US President Joe Biden’s team, meanwhile, is reluctant to give up any more compromises than Tehran already has to. At the same time, Iran has used the Trump administration’s withdrawal from the deal in 2018 to steadily improve its uranium enrichment capability and move closer to building a bomb – exactly the kind of steps the deal had prevented Iran before.
“The Iranians want sanctions to be eased, but are building up the pressure as their nuclear program progresses,” said Dennis Ross, a former senior US diplomat now at the Washington Institute for Near East Policy. âThey will continue to advance their program, enrich it with advanced centrifuges, enrich it to 60 percent, produce uranium metal and restrict the IAEA’s access. … They want sanctions, even if they want to show that they are in no hurry. “
If the stalemate is prolonged, the return to the JCPOA could become obsolete as the restrictions of the original deal will no longer be able to adequately contain Iran’s nuclear advances. Rafael Grossi, Director General of the International Atomic Energy Agency (IAEA), had previously negotiated an extension of the inspection protocols, but was unable to do so a third time. Should Iran fail to resolve its outstanding problems with the IAEA by September, when the agency’s board of governors meets, these violations would be reported to the UN Security Council. This could lead to a withdrawal of UN sanctions, which will bring Iran and the Western powers back to where they were before the Biden government tried to revive the pact.
A key issue is that Tehran is so advanced in its technical development, particularly its new, much faster IR-9 centrifuge that it is currently testing, that the time for a bomb to break out has been reduced to a point that is beyond the regulations fulfilled the 2015 deal may no longer apply. To make matters worse, Raisi was sanctioned by the United States for his involvement in the execution of thousands of dissidents in the late 1980s and another violent crackdown in 2009. His government will likely call for such sanctions to be lifted, but this will be politically difficult for Biden.

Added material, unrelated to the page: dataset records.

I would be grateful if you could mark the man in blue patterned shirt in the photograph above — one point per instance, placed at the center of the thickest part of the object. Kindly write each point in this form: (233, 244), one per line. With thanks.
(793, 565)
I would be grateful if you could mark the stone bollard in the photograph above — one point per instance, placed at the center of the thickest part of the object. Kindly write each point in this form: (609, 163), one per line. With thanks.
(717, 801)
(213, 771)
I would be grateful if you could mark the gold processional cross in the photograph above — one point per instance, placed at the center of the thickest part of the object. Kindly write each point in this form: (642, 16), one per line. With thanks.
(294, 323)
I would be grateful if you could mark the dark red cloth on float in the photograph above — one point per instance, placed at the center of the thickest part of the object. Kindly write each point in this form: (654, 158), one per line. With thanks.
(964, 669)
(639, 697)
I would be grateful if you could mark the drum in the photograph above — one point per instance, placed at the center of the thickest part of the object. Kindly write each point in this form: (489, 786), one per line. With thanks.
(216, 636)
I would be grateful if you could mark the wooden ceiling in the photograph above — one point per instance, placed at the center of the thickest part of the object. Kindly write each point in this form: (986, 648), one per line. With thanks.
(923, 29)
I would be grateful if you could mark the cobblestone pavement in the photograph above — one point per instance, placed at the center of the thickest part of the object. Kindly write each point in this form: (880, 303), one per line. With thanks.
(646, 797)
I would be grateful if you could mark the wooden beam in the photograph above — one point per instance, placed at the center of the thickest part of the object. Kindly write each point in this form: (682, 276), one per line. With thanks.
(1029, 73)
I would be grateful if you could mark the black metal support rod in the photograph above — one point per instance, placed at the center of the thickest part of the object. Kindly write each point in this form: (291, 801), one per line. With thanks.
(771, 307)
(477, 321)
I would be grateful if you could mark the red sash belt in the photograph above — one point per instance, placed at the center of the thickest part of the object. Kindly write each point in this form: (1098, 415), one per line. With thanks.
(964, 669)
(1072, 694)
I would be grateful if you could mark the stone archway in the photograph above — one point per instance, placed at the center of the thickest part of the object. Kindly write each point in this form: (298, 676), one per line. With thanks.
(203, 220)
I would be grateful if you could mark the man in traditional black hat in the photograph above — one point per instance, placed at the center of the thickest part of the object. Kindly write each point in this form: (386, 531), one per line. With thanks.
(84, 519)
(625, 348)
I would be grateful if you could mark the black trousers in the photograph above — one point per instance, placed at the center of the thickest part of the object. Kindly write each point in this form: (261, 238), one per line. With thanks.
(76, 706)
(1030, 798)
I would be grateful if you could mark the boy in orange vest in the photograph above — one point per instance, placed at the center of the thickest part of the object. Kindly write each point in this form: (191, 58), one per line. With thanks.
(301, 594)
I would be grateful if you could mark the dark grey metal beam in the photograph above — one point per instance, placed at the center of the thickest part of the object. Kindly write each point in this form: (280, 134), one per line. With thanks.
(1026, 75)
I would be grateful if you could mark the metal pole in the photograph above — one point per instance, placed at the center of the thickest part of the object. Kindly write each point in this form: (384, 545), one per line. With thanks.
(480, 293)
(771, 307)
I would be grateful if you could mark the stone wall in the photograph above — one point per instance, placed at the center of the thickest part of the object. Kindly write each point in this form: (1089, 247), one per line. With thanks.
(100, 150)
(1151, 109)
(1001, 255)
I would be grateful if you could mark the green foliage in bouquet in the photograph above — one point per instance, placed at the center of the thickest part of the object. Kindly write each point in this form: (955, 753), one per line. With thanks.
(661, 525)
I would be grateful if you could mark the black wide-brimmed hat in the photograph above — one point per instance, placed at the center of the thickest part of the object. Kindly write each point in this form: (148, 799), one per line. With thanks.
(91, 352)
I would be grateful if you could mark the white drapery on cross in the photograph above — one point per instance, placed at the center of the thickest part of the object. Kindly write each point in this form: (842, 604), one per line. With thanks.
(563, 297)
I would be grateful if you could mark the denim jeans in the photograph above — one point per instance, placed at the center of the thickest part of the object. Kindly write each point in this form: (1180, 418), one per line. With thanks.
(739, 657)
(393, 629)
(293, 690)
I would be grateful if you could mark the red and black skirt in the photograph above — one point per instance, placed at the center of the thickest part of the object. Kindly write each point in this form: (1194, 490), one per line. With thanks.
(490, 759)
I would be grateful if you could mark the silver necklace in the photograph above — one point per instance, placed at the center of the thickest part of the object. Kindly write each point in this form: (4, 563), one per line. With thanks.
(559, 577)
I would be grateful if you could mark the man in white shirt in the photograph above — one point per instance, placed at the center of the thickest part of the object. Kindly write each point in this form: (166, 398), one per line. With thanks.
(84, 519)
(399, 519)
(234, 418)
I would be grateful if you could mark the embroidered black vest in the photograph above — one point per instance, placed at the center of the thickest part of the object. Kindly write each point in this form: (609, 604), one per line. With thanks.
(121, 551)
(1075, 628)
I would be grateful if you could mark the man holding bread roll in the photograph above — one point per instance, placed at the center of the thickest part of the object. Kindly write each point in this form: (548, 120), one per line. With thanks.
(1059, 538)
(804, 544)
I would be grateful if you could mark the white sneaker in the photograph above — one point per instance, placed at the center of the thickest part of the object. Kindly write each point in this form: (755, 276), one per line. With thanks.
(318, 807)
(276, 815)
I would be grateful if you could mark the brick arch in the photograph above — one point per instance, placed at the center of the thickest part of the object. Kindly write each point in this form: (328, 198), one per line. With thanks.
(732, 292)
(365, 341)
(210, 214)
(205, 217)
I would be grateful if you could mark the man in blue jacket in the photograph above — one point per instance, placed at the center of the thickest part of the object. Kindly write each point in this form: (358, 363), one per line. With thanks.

Biden himself, busy finding a deal on Capitol Hill over its infrastructure and other major spending plans, is in no mood to accommodate Tehran.
“The next three months will be crucial for Biden’s domestic agenda and presidency. He doesn’t need any distractions. If I were Biden’s political advisor, I would want to take this agreement slowly, âsaid Aaron David Miller of the Carnegie Endowment for International Peace. âThere is no political advantage to him in reaching an agreement, and almost no leeway or advantage for it. Republicans hate it and will use the new president – the hanging judge of Tehran – to pound Biden; too many influential Democrats don’t like it either. “
Iran is calling for Washington to lift all sanctions former President Donald Trump imposed as “poison pills” to ensure the 2015 deal can never be revived. This includes more than 700 sanctions imposed outside of the nuclear pact that aim to break the Iranian economy and humiliate its leadership, particularly key figures in Khamenei’s office and against Khamenei himself. The Biden team has hinted that it is not all this will remove.